Recently, a number of trucking industry experts and professionals attended the annual XUE Conference in Minneapolis to learn about new developments in the current state of the industry. One of the hottest topics at the conference was the federal Moving Ahead for Progress in the 21st Century Act, also referred to as MAP-21. The Act, which was signed into law by President Obama in early 2012, funds a variety of programs designed to improve safety on our nation's highways through 2014. Many of these programs, likely to be administered by the Federal Motor Carrier Safety Administration, are designed to address the root causes of issues that lead to serious truck accidents.
While the FMCSA's efforts are likely to be applauded by most drivers, the trucking industry is concerned that some programs may cause them trouble down the line. At the XUE Conference, several issues emerged as possible trouble points.
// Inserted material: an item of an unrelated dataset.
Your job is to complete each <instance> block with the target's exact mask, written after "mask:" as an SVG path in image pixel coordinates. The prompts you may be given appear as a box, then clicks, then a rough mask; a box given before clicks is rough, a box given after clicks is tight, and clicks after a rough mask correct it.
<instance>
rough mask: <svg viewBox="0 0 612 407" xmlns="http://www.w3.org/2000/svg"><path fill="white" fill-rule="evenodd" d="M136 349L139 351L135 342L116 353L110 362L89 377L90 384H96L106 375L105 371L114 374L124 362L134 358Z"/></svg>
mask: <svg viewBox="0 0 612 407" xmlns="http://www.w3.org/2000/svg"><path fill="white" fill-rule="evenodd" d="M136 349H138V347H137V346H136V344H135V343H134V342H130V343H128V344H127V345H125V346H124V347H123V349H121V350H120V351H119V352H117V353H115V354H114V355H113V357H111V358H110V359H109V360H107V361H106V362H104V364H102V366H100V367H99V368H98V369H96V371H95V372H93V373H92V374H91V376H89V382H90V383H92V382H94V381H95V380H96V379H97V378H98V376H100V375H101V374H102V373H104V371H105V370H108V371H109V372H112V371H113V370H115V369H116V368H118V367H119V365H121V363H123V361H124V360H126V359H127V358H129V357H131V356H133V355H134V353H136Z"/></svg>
First, some experts expect the FMCSA to address the problem of sleep apnea among commercial truck drivers. Fatigue is a factor in many truck accidents and it is natural to expect either guidance or an official rule from the FMCSA sometime soon.
Second, the FMCSA is expected to continue its efforts to require truck drivers and trucking companies to use Electronic Driver Logs. The FMCSA is currently engaged in formulating final rules regarding the use of EDLs, but the process may take some time. In fact, the FMCSA is currently facing a lawsuit brought by the Owner-Operator Independent Driver Association over the implementation of the rule.
Third, despite industry efforts to prevent it, new hours of service requirements went into effect this summer. Some experts have pointed out that the FMCSA has stepped up enforcement of these rules and that some companies are seeing an increase in the number of HOS compliance audits. This is likely to continue as a MAP-21 initiative.
Finally, 2014 may see the FMCSA take on two difficult subjects. One is whether to mandate the use of electronic roll stability systems in all commercial trucks. The other is whether to increase the maximum weight allowed for large commercial trucks travelling on our nation's highways. This will require, however, that the FMCSA embark on a safety study regarding truck weight.
Overall, the trucking industry is likely to see many changes over the next few years. Although many trucking professionals may be hesitant to adopt some of the changes, they could significantly improve highway safety.